Beni duymadı bile . Gerçekten , odaklandığı tek şey Semih'ti.
"Beni vuracak mısın gerçekten ? Burada, Defne'nin önünde ?" Semih canına susamış olmalıydı.
"Orospu çocuğu," diye hırladı Ömer ağır ağır ayağa kalkıp , bütün heybetini sergilerken . "Senin belanı sikip , amına koyarım."
Söylediği şeye bu kadar ciddi bir ortamda olmasam gülebilirdim ama şu anda fazlasıyla ciddi bir ortamdaydım ve duruma el koymak zorundaydım. Çünkü Ömer'in gözü tamamen dönmüştü ve kendi başına durması imkansızdı .
"Eğer durmazsan," diye güçlü bir tonda konuştum. "Ve benim önümde onu öldürürsen , gerçekten senin için hiçbir önemimin olmadığını anlarım."
Gözleri bana döndü ama bomboştu . Nasıl bu kadar duygularından arınmış olabilirdi ?
"Çok ciddiyim," dedim üzerine bastırarak . "Eğer 4 sene sonra benim yine bir cinayete tanık olmama izin vereceksen , durma . Vur onu."
Bana baktı . Uzun bir süre , öylece ve anlamsız . Aklından ne geçiyor bilmiyordum ama tek yaptığı silahın emniyetini açmak oldu . Demek ki aklından gerçekten de benimle ilgili hiçbir şey geçmiyordu .
Semih birkaç adım geri giderken "Hey," dedi hafif bir panikle . "Seni aç bırakan ben değilim , yaşadığın o boklukların emrini ben vermedim. Tüm bileti bana kesemezsin."
Ömer öfkeyle gözlerini yumdu ve "Gitmen için 5 saniyen var ," diye insani olmayan bir sesle hırladı . "Eğer gözlerimi açtığımda burda olursan , Tanrı şahidim olsun ki durmam."
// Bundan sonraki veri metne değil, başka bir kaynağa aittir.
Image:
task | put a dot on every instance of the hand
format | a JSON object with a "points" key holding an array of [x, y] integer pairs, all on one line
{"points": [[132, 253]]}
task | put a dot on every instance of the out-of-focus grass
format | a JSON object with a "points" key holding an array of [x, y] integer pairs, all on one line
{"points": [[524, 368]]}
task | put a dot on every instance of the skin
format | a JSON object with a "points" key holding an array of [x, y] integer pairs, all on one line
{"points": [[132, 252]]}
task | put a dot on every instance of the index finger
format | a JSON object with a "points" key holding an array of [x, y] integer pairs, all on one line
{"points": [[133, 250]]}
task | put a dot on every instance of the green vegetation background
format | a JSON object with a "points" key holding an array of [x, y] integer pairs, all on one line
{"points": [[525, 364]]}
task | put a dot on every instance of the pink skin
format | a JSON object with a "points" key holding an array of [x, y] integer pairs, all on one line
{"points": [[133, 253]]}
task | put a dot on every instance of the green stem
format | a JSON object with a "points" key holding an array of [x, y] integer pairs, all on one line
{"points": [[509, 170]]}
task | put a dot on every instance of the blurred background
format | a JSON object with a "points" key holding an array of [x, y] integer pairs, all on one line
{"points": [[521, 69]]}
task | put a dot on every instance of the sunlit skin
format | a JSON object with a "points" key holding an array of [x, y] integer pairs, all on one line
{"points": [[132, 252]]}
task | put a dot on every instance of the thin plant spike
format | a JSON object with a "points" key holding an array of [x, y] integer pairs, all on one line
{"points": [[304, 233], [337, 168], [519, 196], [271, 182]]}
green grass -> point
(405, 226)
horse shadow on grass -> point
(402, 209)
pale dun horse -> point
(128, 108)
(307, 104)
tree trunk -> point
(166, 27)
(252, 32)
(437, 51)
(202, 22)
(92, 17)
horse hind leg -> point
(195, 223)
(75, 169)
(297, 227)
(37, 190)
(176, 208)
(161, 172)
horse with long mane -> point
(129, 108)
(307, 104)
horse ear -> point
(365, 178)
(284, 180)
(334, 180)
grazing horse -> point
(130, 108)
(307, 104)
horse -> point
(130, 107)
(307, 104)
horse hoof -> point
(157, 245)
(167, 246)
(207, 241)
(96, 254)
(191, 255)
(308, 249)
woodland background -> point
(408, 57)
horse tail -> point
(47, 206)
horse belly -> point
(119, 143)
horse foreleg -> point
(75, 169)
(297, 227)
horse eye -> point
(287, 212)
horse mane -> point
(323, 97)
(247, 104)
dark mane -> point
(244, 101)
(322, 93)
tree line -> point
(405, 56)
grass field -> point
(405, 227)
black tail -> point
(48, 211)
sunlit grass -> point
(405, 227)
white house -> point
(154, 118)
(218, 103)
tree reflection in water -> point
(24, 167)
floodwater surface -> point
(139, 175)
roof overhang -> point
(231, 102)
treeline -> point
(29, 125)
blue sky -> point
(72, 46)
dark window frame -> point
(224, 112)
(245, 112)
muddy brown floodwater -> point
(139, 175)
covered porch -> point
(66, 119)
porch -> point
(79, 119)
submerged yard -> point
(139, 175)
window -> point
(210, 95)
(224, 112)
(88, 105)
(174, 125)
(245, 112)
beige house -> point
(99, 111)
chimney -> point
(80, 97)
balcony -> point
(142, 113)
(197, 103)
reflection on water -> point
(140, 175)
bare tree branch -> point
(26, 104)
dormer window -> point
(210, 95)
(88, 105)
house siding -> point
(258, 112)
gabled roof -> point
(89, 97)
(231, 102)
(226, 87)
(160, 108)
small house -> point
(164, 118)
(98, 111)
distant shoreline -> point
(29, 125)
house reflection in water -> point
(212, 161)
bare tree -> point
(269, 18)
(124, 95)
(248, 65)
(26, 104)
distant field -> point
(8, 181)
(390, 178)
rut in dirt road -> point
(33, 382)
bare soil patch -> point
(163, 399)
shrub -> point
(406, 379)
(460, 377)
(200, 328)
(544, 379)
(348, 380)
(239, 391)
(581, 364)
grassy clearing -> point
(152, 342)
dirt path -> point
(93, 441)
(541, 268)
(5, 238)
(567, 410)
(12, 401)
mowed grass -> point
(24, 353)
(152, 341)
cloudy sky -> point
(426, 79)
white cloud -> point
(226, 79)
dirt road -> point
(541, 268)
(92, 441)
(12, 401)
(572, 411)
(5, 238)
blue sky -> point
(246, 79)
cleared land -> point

Evet , bunu duymayı beklemiyordum. Kesinlikle beklemiyordum.
Tüylerim diken dikendi . Adrenalin her yerimdeydi ve korkuyordum. Semih bu uyarıyı ciddiye alsa iyi olurdu.
Ve aldı da . 2 saniye sonra artık odada yoktu.
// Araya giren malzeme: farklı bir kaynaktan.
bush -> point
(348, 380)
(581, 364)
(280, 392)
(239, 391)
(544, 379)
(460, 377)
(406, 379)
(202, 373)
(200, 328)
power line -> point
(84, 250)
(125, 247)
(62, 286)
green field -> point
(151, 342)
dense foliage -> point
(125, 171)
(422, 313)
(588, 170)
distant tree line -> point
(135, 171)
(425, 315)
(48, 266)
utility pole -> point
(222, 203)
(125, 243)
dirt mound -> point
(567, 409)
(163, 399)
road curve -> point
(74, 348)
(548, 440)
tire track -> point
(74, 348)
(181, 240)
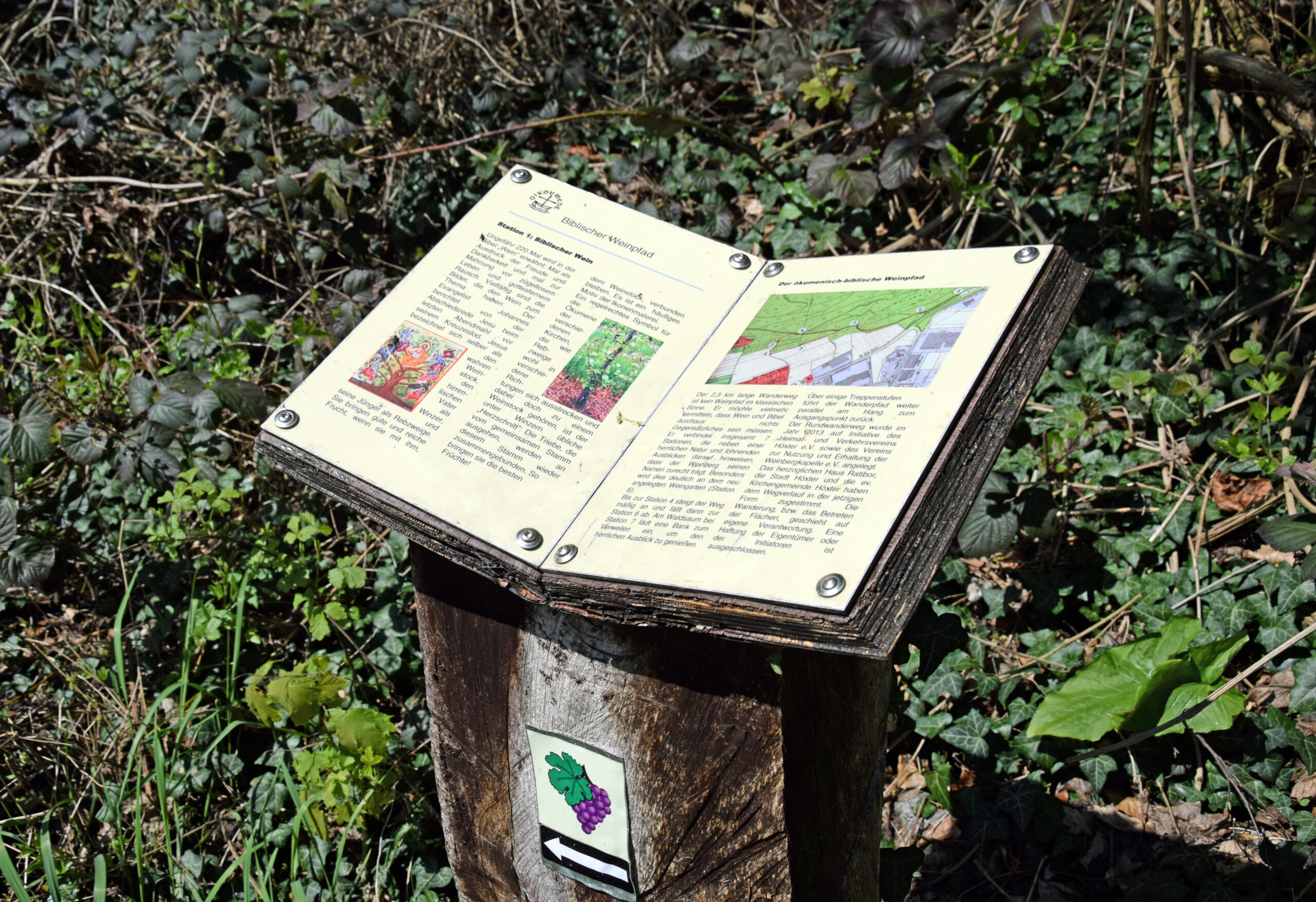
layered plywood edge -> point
(894, 584)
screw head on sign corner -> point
(832, 584)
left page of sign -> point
(501, 380)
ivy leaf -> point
(623, 169)
(85, 444)
(1171, 408)
(245, 111)
(336, 117)
(1293, 533)
(365, 729)
(967, 733)
(1302, 697)
(303, 695)
(989, 528)
(691, 48)
(939, 784)
(241, 397)
(1096, 769)
(27, 563)
(1019, 800)
(899, 161)
(8, 524)
(287, 186)
(897, 868)
(351, 578)
(854, 187)
(28, 437)
(935, 635)
(819, 175)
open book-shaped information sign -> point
(632, 421)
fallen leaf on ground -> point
(1117, 818)
(1234, 493)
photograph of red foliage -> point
(603, 369)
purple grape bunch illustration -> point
(590, 802)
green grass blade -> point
(48, 859)
(11, 875)
(120, 674)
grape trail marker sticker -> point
(584, 827)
Ömer 3 saniye sonra gözlerini açtığında ve Semih'in varlığını tekrar göremediğinde biraz daha öylece bakmaya devam etti . Ardından da bana döndü . "Bu sondu Defne," dedi buzları andıran bir sesle . "Bu , senin için onu son kez bağışlayışımdı."
Gözlerimin dolduğunu hissettim. Neden bilmiyordum ama hissettiğim şeyler çok yoğundu.
Masamın etrafından dolaşıp yanına yaklaştım ve ürkekçe elini tuttum. "Sana ne yaptılar Ömer ?" Bunu gözlerinin tam içine bakarak , dolu gözlerimle sormuştum ve bu soru onda öyle derin bir etki yaptı ki nefesim kesildi . Uzun zaman sonra gözlerinde ki o savunmasız çocuğu görmüştüm . Evet . Kırılgan , savunmasız ve acı içinde .
Diğer elimi de yavaşça yüzüne doğru götürdüm ve avuç içimle yanağını okşadım. "Çok canını yaktılar mı ?" Bunu sormamla ilk göz yaşımın akıp gitmesi bir oldu. "Çok üzgünüm," Gözlerini yumdu ve sessiz kaldı . "Lütfen kendini kapatma , yalvarırım."